Complications.—Cerebral complication is not a very rare occurrence, the child becoming restless, the face is flushed, and the head is rolled from side to side; delirium may ensue, while a convulsion is not unusual.
Pleurisy may occur, and tuberculosis is not uncommon. Gangrene and abscess of the lung is a more rare sequela.
Diagnosis.—The diagnosis is readily made as a general rule. The persistent bronchitis with sudden rise of temperature, the dyspnea, hurried respiration, and the rapid pulse, together with the physical signs, are sufficient to determine the character of the disease.
Prognosis.—The prognosis is favorable except in feeble, delicate babies, and in very old people.
Treatment.—The treatment is similar to that of bronchitis or lobar pneumonia. The specific remedies being given for specific conditions.
Aconite.—Where there is fever, with small, frequent pulse, there is no better remedy than aconite. This may be combined with any one of a half-dozen remedies that are frequently called for.
Rhus Tox.—Where there is restlessness and the child is unable to sleep, the pulse quick and sharp, rhus goes nicely with the sedative aconite. Where the smaller tubes are choked up, and oppression is a marked feature, lobelia is the remedy par excellence.
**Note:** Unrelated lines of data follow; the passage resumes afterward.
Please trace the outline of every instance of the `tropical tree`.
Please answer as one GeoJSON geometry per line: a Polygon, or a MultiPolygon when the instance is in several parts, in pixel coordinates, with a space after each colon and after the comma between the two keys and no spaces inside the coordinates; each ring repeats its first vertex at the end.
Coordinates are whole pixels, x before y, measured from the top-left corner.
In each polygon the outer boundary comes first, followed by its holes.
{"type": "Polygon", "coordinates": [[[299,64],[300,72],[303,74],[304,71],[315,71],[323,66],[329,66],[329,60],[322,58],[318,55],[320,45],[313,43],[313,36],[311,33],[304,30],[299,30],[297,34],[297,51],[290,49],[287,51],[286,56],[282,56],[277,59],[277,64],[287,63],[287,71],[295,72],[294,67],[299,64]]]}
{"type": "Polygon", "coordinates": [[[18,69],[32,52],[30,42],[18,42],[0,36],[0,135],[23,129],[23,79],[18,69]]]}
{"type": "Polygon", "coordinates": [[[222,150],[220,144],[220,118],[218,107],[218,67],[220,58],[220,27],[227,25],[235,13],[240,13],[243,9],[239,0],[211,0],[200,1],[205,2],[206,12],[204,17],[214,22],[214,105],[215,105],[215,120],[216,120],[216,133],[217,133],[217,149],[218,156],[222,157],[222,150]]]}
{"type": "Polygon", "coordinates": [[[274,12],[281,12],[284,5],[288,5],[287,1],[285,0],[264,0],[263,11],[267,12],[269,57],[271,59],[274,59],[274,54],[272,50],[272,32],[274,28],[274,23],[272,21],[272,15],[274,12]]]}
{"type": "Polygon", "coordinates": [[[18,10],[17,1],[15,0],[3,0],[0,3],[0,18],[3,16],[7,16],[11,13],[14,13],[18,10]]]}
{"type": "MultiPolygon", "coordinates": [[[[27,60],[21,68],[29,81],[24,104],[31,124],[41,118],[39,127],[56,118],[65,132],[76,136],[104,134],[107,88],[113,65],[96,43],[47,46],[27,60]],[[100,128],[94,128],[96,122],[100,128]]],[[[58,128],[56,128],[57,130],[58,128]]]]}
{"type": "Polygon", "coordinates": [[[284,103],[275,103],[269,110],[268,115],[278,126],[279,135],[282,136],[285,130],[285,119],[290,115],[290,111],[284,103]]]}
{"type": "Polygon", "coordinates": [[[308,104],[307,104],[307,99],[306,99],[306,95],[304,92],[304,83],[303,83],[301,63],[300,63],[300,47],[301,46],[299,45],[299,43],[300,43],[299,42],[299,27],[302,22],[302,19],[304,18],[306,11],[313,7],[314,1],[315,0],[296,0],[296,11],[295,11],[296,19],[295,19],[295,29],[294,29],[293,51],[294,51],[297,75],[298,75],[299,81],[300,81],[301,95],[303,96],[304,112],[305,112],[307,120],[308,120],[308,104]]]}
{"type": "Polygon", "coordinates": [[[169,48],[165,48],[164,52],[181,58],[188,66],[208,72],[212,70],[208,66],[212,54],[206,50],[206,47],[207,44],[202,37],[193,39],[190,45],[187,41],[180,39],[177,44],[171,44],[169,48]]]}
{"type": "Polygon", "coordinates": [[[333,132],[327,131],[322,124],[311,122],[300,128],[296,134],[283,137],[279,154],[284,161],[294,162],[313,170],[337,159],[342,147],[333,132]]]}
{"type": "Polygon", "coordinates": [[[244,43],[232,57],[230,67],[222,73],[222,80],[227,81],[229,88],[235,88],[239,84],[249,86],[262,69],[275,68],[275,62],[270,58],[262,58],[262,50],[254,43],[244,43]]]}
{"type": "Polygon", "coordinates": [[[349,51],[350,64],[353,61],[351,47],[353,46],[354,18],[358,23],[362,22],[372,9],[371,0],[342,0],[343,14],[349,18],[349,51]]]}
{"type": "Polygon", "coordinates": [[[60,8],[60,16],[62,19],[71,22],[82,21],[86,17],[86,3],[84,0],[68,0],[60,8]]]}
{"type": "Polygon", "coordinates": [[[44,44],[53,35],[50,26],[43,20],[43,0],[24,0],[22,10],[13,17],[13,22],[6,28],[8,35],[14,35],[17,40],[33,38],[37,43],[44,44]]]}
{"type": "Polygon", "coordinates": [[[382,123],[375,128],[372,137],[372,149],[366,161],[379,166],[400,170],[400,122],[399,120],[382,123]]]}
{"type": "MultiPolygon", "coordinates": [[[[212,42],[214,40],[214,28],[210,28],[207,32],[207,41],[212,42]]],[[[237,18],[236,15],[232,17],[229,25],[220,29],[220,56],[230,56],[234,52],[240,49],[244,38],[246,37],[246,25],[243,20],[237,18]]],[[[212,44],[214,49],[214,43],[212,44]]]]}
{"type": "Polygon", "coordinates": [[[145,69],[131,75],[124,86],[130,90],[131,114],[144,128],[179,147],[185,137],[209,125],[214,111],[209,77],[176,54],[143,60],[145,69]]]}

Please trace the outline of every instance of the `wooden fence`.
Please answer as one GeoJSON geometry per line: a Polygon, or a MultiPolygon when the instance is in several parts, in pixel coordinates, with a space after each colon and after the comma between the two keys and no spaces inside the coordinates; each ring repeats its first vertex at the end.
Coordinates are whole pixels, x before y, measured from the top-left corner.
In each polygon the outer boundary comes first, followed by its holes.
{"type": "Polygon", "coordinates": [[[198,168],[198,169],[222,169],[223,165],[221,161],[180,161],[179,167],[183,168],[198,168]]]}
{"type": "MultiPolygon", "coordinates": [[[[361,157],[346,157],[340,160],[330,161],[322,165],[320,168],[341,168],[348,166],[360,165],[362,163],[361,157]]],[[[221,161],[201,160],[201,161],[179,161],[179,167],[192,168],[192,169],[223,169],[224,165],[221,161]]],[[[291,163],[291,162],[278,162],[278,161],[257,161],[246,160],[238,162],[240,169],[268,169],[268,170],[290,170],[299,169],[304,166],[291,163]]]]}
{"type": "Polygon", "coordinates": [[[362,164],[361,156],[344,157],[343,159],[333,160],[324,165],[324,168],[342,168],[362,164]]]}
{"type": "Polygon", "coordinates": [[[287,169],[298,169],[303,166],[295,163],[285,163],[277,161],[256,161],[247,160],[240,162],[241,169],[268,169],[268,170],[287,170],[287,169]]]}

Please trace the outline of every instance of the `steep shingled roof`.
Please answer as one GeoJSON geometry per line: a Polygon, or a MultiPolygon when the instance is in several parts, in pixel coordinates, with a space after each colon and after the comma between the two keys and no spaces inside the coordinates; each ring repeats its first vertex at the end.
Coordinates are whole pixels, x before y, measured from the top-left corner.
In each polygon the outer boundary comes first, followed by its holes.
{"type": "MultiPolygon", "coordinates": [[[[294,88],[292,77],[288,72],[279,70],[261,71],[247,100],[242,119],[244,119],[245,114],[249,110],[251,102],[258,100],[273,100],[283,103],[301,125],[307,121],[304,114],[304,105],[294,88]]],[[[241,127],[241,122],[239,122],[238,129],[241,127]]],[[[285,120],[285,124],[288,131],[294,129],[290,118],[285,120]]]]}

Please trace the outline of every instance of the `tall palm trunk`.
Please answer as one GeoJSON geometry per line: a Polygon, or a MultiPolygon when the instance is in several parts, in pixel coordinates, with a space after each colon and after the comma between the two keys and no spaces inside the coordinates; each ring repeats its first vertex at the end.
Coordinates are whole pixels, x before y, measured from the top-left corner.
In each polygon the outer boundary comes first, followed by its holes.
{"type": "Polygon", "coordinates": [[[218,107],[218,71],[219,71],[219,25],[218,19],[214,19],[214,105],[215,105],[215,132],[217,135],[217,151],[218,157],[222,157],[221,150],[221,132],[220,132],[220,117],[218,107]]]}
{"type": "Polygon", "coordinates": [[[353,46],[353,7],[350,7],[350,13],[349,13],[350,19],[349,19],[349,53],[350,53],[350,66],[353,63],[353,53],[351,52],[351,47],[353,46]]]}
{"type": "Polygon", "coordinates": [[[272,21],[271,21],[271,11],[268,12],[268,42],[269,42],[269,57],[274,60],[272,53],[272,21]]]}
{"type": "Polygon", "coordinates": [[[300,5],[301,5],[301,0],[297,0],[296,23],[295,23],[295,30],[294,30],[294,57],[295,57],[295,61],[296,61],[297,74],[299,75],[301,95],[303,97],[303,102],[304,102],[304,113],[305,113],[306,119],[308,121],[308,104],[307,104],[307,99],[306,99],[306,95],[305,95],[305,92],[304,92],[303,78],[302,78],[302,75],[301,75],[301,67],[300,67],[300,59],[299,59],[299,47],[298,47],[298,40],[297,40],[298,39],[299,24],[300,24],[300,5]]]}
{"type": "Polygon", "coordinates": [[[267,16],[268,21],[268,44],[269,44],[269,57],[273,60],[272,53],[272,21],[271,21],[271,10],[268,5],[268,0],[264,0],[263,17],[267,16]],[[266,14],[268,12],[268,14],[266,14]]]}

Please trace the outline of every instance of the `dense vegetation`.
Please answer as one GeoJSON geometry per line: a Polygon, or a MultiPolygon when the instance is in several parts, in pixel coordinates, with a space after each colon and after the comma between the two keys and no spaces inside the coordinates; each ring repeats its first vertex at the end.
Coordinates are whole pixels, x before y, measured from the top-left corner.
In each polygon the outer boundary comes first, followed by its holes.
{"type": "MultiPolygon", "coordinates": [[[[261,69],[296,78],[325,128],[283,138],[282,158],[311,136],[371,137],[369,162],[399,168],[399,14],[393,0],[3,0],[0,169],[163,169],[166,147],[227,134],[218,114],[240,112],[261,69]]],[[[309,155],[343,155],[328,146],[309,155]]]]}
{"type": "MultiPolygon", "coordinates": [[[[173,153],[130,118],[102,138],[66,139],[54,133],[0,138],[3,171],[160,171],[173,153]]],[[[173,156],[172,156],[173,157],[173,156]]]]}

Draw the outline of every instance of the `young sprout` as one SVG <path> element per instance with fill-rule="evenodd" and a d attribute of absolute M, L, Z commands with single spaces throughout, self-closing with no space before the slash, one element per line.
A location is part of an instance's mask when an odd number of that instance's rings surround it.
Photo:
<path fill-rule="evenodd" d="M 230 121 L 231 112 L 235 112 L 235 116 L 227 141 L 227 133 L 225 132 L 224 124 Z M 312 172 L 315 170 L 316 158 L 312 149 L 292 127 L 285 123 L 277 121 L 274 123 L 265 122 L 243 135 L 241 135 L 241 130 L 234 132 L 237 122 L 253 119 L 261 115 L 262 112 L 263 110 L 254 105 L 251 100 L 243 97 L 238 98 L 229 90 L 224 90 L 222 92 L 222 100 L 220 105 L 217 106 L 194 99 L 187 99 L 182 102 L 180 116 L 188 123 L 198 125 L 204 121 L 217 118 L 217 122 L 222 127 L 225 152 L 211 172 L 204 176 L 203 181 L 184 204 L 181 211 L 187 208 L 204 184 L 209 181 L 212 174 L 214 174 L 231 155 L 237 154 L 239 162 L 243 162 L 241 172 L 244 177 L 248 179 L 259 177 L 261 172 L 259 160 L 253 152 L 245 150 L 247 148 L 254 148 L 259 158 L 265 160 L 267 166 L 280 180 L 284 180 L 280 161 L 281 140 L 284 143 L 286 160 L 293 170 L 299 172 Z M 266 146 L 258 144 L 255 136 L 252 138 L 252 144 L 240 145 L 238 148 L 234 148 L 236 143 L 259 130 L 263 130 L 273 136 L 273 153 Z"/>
Ipecac.—We sometimes meet a case where there is marked irritation. The cough is hacking and persistent; the tongue is red and pointed; the pulse is quick and hard; the child is cross and peevish. Here ipecac alone, or combined with the sedative, is sure to give good results.
Tartar Emetic.—Where the cough is loose, and the bronchioles are choked with mucus, there are few, if any, remedies that can take the place of tartar emetic. It was a most effective remedy with my father, who used it for over forty years with the best results. Take about one-tenth of a grain of the crude drug to a half a glass of water; teaspoonful every hour. If nausea or vomiting follow, add more water.